Highlights & Insights

  • Elegance of Non-Uniform Cuts: The CDF \(x^p/R_t^p\) is a natural match to the geometry of \(\ell_p\), making separation probability proportional to the \(p\)-th power of the distance—a key enabler of the logarithmic competitive ratio.
  • Poisson Timestamps as an Algorithmic Tool: The exponential clock technique, originally used purely for analysis, is elevated here to a design primitive; timestamps provide a globally unique identifier for each cut.
  • A General Bridge from Static to Dynamic: The paradigm of first assigning timestamps and then maintaining them may generalize to the dynamization of other recursive randomized algorithms.

Limitations & Future Work

  • For \(p=1\), the competitive ratio is \(O(\log k \log\log k)\), falling short of the tight bound by an \(O(\log\log k)\) factor.
  • For \(p=2\), a gap of \(\tilde{O}(\log^{1/4} k)\) remains.
  • The dynamic algorithm requires a full subtree rebuild at reconstruction thresholds, potentially causing occasional high-latency updates.
  • As a purely theoretical work, empirical evaluation of practical clustering performance is entirely absent.
  • vs.
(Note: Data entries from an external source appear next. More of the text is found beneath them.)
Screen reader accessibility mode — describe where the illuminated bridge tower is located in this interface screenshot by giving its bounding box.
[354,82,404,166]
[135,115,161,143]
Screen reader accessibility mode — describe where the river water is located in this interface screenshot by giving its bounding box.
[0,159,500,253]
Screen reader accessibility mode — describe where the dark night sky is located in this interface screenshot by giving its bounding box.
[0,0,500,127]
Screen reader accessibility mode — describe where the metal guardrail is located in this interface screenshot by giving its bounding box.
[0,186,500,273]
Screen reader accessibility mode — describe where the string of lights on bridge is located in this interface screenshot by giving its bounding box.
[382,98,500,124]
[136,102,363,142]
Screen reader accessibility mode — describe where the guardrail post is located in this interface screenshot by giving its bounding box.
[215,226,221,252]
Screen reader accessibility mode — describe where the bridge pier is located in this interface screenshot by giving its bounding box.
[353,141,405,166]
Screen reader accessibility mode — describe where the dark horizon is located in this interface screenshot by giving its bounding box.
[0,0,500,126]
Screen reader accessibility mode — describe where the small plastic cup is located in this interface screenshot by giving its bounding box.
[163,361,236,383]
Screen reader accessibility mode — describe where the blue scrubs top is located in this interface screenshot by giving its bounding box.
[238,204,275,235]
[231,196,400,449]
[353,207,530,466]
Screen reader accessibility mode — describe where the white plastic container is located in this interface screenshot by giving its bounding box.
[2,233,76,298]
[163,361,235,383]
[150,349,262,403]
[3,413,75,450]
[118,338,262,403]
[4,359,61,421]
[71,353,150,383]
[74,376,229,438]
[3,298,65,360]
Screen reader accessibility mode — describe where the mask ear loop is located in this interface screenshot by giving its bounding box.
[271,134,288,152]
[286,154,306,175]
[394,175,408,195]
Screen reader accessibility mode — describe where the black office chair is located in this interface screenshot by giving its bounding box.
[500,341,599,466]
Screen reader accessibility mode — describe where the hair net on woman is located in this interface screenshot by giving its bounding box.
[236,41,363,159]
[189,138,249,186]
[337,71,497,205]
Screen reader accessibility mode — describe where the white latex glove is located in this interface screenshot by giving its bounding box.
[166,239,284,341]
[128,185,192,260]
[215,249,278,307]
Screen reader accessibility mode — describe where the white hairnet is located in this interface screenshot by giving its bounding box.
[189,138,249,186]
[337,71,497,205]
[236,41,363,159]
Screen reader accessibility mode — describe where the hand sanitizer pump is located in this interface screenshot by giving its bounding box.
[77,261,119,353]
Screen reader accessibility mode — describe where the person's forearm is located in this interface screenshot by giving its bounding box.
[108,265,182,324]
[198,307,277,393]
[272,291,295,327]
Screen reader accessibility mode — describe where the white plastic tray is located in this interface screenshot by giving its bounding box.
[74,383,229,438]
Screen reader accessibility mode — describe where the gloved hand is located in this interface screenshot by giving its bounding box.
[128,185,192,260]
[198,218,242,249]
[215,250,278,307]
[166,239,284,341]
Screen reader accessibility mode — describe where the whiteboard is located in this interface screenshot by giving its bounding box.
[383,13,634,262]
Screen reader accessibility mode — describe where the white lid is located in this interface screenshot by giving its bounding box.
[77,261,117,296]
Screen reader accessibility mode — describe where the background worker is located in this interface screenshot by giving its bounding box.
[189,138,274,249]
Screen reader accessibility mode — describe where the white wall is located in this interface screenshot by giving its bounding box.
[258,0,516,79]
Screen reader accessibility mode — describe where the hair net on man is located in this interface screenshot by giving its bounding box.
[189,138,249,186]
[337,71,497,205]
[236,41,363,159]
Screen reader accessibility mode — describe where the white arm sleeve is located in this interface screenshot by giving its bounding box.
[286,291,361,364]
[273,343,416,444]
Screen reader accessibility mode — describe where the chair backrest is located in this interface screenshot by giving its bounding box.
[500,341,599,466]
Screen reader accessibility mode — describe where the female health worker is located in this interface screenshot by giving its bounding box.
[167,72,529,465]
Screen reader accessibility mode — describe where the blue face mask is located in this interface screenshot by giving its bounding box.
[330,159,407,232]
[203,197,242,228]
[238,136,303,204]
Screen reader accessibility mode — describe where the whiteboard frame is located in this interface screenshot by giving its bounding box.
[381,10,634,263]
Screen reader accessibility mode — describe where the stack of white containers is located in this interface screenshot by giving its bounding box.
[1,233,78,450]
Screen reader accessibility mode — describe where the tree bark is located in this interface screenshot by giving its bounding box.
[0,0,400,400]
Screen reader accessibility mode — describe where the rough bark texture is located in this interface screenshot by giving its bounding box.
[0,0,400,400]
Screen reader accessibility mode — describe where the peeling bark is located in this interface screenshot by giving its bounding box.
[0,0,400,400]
Dasgupta et al. (2020): The foundational work achieves only an \(O(k)\) upper bound; the present work attains logarithmic bounds for all \(\ell_p\).
  • vs. Gupta et al. (2023): The tight \(\ell_1\) bound of \(1 + H_{k-1}\); this paper falls short by only \(O(\log\log k)\) while covering all \(\ell_p\).
  • vs. Makarychev & Shan (2021): The \(\tilde{O}(\log^{3/2} k)\) bound for \(\ell_2\) is improved to \(\tilde{O}(\log^{5/4} k)\) and generalized.
  • vs. Bhattacharya et al. (2025): Dynamic unconstrained k-medians; the dynamic explainable clustering developed here can be directly layered on top.

Rating

  • Novelty: ⭐⭐⭐⭐⭐ — First explainable clustering algorithm for general \(\ell_p\) norms plus the first dynamic version; major theoretical contribution.
  • Experimental Thoroughness: ⭐⭐ — Purely theoretical; no empirical validation.
  • Writing Quality: ⭐⭐⭐⭐ — Rigorous theoretical derivations; the three-category cut analysis framework is clearly presented.
  • Value: ⭐⭐⭐⭐ — Significant contribution to the theoretical foundations of explainable AI; dynamization is practically relevant for streaming data scenarios.